I have been invited on a trip to Baffin Island.
I haven’t got a clue where it is.
“Where exactly is it?” I ask.
“An Arctic island off Canada. It’s just a little walk in the park. Why don’t you come along as the journalist?”
My immediate thought is, ‘Impossible. I have two young children – Joe, age 5, and Lara, age 9. The longest I have been away from them is for a weekend.’ I imagine my little boy’s face, creased up in tears, clinging to me at the airport, screaming, ‘Don’t Go, Mummy!’ My pre-teen daughter would no doubt stamp her foot in a strop, ‘It’s so unfair. Why do you get to go on holiday and we have to stay in this dump?’

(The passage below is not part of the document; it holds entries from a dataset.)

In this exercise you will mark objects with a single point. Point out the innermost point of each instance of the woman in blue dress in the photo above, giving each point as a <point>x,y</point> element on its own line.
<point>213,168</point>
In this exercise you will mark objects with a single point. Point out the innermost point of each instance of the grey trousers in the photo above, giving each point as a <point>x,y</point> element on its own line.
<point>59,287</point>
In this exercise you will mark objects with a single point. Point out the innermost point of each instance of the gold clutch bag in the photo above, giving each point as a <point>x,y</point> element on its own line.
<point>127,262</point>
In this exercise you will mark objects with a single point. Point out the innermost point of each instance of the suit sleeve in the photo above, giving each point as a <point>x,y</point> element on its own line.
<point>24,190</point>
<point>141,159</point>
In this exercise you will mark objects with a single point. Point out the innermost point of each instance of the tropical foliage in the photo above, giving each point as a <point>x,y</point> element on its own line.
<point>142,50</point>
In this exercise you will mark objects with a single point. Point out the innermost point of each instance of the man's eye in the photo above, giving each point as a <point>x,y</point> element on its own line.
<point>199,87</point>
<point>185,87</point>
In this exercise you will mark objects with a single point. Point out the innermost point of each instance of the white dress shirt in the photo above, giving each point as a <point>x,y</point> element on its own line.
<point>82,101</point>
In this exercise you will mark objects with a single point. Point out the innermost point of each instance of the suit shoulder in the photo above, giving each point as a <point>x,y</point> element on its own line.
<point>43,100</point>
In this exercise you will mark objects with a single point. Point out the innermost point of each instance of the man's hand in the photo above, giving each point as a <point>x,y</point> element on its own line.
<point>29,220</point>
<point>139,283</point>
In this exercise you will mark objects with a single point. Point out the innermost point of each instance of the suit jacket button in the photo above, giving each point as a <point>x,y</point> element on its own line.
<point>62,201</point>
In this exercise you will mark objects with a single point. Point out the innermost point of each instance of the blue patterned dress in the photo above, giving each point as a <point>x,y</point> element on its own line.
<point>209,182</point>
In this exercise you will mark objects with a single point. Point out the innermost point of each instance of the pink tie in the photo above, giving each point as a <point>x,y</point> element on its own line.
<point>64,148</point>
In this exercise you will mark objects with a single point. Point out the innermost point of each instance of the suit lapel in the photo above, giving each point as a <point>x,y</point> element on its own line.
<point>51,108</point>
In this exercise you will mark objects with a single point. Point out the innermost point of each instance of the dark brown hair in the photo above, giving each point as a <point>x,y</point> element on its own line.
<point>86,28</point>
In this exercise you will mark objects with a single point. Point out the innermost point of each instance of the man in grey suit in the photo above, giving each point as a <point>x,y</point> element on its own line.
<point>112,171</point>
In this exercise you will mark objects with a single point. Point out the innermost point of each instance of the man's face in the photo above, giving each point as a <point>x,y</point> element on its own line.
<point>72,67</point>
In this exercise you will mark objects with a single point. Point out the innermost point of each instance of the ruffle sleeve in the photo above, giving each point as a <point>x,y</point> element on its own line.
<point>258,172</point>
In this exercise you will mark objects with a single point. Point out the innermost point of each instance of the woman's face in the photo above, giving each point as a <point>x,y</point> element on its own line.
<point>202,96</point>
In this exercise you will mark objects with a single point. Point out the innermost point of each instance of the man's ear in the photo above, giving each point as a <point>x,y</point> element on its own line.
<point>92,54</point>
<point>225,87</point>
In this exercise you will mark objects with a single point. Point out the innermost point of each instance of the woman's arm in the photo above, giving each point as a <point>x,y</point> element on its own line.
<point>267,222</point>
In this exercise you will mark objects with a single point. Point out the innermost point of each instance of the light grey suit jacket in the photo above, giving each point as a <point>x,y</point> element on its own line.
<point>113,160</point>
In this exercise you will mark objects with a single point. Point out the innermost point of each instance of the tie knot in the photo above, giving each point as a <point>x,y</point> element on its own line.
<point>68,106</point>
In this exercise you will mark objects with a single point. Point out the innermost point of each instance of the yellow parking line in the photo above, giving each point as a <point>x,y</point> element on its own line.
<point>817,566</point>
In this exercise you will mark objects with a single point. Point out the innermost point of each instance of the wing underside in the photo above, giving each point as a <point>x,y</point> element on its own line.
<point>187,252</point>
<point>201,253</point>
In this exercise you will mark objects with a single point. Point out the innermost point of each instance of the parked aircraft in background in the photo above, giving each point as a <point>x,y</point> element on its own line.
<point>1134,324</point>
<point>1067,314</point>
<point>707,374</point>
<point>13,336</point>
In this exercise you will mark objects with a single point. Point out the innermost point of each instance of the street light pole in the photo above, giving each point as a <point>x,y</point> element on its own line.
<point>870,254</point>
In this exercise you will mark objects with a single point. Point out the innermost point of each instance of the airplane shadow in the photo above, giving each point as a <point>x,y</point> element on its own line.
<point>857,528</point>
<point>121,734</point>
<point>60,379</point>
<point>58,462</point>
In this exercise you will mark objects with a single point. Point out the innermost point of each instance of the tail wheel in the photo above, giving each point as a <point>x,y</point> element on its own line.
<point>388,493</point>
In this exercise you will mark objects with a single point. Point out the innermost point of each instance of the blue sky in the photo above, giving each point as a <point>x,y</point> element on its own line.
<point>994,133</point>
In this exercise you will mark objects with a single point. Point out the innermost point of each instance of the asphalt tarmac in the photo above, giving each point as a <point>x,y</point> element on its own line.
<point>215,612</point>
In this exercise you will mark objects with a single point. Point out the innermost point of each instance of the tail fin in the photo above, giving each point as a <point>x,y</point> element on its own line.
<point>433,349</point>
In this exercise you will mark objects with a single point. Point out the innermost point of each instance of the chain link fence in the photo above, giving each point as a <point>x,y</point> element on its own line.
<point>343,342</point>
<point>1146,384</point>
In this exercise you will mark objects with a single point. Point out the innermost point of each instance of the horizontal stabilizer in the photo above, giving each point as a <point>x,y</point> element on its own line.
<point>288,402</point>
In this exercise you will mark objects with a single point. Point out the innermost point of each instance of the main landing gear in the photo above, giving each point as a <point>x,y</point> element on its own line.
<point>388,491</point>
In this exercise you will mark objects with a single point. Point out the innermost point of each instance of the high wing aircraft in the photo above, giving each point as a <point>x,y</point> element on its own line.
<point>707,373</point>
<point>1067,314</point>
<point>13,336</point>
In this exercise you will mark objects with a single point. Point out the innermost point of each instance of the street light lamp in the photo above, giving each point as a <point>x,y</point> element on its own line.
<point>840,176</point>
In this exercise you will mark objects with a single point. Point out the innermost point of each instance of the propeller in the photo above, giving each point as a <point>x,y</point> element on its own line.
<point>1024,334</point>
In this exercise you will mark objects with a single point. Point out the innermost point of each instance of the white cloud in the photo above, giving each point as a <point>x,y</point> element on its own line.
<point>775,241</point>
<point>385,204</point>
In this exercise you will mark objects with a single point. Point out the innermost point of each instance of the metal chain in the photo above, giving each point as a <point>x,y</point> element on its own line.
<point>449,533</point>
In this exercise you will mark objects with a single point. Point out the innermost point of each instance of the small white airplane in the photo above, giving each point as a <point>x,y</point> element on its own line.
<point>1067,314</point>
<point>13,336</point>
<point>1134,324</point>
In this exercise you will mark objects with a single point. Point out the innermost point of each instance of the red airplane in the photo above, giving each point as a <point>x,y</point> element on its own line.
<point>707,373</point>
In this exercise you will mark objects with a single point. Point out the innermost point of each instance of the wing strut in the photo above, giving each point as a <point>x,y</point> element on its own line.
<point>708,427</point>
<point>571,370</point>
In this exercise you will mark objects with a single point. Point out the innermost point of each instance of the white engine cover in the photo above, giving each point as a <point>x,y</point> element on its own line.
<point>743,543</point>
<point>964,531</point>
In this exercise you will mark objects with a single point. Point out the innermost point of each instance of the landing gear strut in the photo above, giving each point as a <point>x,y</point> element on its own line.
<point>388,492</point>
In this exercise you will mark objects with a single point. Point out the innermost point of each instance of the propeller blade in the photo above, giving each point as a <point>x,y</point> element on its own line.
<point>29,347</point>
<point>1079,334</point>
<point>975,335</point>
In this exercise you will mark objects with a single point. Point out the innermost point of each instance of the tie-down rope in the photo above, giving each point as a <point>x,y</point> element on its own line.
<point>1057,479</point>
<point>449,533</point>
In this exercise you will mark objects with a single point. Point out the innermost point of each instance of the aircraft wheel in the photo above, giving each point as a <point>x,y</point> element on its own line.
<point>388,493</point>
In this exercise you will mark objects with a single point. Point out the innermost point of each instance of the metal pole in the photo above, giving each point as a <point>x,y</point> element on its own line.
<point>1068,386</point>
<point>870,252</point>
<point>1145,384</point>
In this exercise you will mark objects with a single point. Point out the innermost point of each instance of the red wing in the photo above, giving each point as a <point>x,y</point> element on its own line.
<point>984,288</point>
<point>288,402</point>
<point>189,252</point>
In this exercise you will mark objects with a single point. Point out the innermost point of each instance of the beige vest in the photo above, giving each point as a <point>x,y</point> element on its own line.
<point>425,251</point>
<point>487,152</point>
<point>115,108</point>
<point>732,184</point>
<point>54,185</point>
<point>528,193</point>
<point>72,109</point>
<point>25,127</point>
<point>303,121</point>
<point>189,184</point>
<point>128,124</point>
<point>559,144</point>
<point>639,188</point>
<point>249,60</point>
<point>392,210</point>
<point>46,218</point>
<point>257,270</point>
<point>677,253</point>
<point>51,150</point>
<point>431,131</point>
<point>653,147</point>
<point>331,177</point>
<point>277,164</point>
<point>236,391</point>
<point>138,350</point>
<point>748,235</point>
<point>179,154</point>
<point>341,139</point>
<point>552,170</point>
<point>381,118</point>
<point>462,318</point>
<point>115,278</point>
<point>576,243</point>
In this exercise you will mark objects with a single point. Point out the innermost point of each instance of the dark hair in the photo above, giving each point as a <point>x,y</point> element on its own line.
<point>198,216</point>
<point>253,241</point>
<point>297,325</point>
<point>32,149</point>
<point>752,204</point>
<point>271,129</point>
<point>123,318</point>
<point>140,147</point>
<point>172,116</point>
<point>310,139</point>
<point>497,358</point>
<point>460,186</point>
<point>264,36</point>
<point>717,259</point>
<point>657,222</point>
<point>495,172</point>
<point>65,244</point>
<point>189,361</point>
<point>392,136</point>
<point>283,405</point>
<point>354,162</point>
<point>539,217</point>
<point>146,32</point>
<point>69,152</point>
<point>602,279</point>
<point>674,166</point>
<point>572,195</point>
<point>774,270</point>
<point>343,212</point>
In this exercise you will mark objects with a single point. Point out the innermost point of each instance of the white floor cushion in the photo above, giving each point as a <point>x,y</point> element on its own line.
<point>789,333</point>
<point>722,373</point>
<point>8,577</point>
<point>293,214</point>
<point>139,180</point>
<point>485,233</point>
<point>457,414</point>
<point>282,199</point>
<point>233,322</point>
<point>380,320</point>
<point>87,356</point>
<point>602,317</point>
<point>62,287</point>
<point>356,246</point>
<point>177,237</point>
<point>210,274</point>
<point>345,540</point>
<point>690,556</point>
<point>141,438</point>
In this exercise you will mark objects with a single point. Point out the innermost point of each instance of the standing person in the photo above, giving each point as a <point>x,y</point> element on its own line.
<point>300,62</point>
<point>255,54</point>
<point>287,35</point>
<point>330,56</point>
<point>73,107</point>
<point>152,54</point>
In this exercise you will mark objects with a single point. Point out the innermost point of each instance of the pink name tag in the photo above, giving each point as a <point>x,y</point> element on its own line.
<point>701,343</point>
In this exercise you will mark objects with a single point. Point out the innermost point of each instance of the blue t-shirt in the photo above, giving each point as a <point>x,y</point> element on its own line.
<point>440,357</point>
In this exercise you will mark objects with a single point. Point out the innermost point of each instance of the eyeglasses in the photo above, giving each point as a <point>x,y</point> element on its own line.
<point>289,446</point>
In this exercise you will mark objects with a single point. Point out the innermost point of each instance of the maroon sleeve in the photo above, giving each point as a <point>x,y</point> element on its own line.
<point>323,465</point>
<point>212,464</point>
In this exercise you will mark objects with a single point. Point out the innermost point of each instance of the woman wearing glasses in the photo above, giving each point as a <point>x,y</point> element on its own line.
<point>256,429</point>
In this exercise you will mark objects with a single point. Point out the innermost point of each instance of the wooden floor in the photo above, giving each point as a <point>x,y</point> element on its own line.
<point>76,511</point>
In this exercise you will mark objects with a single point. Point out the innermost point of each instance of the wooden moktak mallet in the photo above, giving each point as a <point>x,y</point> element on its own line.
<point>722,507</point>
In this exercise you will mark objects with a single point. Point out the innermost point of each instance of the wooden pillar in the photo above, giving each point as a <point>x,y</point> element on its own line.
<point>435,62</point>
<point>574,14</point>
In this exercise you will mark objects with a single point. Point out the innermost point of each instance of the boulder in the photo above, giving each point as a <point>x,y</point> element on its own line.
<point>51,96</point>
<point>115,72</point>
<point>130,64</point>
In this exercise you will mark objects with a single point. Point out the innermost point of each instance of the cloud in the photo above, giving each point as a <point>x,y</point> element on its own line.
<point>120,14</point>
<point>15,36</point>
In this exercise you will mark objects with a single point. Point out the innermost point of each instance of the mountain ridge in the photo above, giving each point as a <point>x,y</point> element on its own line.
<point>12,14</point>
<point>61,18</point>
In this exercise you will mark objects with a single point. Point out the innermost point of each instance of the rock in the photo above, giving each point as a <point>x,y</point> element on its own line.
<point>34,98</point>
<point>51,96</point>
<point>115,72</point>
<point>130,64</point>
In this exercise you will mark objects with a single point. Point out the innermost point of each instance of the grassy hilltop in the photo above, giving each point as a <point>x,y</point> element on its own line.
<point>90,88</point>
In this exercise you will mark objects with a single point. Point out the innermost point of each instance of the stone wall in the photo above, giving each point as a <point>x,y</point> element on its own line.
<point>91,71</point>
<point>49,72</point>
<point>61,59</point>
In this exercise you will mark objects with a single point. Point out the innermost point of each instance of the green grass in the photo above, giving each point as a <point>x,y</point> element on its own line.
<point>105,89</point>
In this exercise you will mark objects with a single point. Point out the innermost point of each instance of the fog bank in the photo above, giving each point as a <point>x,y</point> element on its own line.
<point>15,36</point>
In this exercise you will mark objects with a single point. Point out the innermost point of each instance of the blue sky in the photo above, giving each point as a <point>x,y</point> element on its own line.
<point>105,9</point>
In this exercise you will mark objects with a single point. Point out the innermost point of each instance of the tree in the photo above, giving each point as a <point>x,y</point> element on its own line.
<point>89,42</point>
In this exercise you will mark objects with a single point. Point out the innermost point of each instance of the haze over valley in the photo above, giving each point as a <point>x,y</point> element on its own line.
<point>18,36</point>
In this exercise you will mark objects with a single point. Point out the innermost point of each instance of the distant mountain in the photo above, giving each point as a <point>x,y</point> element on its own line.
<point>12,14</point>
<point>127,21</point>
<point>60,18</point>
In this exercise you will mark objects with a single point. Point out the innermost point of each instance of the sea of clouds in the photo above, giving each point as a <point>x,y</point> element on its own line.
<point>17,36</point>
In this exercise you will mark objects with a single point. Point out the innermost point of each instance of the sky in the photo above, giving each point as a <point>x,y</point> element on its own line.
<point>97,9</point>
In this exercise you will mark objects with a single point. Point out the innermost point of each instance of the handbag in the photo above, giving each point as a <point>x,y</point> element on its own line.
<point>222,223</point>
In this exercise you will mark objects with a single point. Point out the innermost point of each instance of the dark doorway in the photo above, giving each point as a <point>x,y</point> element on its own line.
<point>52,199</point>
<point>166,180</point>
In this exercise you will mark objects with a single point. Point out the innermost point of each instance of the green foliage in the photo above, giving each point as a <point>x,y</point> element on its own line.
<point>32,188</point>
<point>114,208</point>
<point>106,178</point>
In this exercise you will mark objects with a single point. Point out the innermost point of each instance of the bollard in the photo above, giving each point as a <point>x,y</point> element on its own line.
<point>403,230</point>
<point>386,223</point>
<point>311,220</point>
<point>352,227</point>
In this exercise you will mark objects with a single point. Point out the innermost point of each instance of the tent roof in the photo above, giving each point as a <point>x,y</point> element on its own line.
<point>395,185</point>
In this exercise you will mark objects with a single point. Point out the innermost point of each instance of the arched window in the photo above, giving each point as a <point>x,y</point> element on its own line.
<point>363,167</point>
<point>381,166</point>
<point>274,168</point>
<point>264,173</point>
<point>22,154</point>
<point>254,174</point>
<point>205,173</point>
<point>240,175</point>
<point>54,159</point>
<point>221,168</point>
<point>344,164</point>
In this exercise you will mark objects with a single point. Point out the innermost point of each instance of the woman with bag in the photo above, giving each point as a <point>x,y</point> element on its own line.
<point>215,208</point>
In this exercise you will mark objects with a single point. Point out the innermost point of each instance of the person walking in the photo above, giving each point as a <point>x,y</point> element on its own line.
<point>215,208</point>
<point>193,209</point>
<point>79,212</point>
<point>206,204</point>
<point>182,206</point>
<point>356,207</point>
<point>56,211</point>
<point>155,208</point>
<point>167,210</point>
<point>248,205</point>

Home is a Victorian house in Kingston-upon-Thames, Surrey, near Richmond Park. It is NOT a dump. Admittedly, our once quiet street has become a dumping ground for cars since residential parking was introduced in the adjacent roads - but that’s another matter altogether.

That night I dig out the atlas and look up Baffin Island. The only name I recognise near the Island is Greenland. I shiver just thinking about the place. I once interviewed Kari Herbert, daughter of polar explorer, Wally Herbert, about growing up in a hut in Greenland. Her family lived among Polar Inuit hunters in sub zero temperatures and she ate seal for tea. Would I see any seals on Baffin Island? And what, more importantly, do people eat on Baffin Island?